Unless orders and strikeout - Employment Court procedure that can end a case
An unless order is a procedural order that gives a party a final opportunity to comply. If they do not, their claim or defence can be struck out. Unless orders are most common in Court-level litigation (including Employment Court matters), where deadlines and compliance are critical.
The principles applying to a strikeout application can be summarised in this way:
- The facts pleaded in the statement of claim are assumed to be true.
- The proceeding must be clearly untenable before it can be struck out.
- The jurisdiction to strike out is used sparingly and only in clear cases.
- The jurisdiction to strike out is not displaced by the need to decide difficult questions of law.
Evidence considered in a strikeout application is also limited to what is undisputed. This is because the strikeout application is dealt with on the basis that the plaintiff is able to prove its pleaded facts. The Court of Appeal has acknowledged that there may be cases where a factual allegation is so demonstrably contrary to indisputable fact that the matter ought not to be allowed to proceed further.
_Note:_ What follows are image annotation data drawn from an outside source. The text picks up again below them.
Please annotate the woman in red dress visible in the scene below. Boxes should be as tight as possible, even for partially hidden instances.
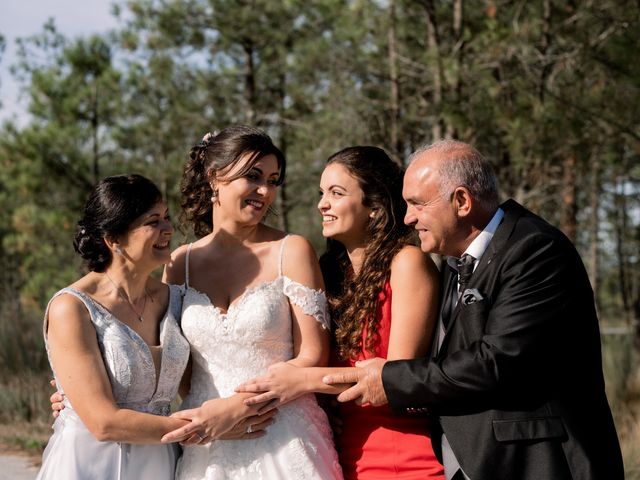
[238,147,444,480]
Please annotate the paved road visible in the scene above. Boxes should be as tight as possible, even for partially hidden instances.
[0,454,38,480]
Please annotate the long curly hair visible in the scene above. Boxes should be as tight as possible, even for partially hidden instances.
[180,125,286,237]
[320,146,415,360]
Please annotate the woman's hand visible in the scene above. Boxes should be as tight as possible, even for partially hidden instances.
[235,362,307,413]
[162,395,273,444]
[205,410,278,445]
[49,380,64,418]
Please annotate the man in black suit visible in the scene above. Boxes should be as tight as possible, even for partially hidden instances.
[325,141,624,480]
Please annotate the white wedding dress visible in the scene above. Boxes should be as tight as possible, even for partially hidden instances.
[176,237,342,480]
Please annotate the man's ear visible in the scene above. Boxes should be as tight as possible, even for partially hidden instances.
[453,187,474,217]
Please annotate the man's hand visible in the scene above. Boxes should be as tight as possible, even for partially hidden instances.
[322,358,388,407]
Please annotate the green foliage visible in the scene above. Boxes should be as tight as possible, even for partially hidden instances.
[0,0,640,464]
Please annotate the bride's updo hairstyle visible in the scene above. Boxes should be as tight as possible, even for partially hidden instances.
[73,174,162,272]
[180,125,286,237]
[320,146,414,359]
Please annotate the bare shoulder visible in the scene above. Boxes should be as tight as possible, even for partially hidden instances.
[282,235,322,288]
[162,244,189,285]
[391,245,438,279]
[47,293,91,333]
[284,235,318,263]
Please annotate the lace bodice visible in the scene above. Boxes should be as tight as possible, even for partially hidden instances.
[182,275,328,404]
[176,237,342,480]
[44,285,189,415]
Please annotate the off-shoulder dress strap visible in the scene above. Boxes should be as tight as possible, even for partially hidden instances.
[184,243,193,288]
[278,234,289,277]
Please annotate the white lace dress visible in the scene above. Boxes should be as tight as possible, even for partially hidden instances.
[176,237,342,480]
[36,285,189,480]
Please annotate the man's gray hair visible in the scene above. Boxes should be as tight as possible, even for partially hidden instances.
[409,140,499,209]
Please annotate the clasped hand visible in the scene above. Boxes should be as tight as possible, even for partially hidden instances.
[235,362,306,413]
[322,357,388,407]
[162,397,277,445]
If this is done by way of an Unless order then the statement of claim will be struck out if a party does not comply with the order. This often involves cases where there has been a history of failure to comply with Court orders for no good reason. An Unless order, if granted, gives a party one last opportunity to remedy their breach. They are "sparingly used" and only where there has been a "history of failure" to comply with orders.
Why this matters
- Non-compliance can be fatal: missing court-ordered steps can lead to strikeout.
- It is a leverage tool: unless orders often force the other side to actually do what they have been ordered to do.
- Courts still act with restraint: strikeout is serious and the Court will consider fairness and proportionality.
Principles commonly applied
- Proceedings should not be struck out unless it is clear the Court can do nothing about them.
- When a strike out is being sought, everything should be done to ensure a trial is not denied.
- The Court must be certain that a claim cannot succeed.
- The Court should be slow to strike out a claim where there is some chance of establishing a cause of action. (If the facts could be better pleaded, the Court should allow amendment.)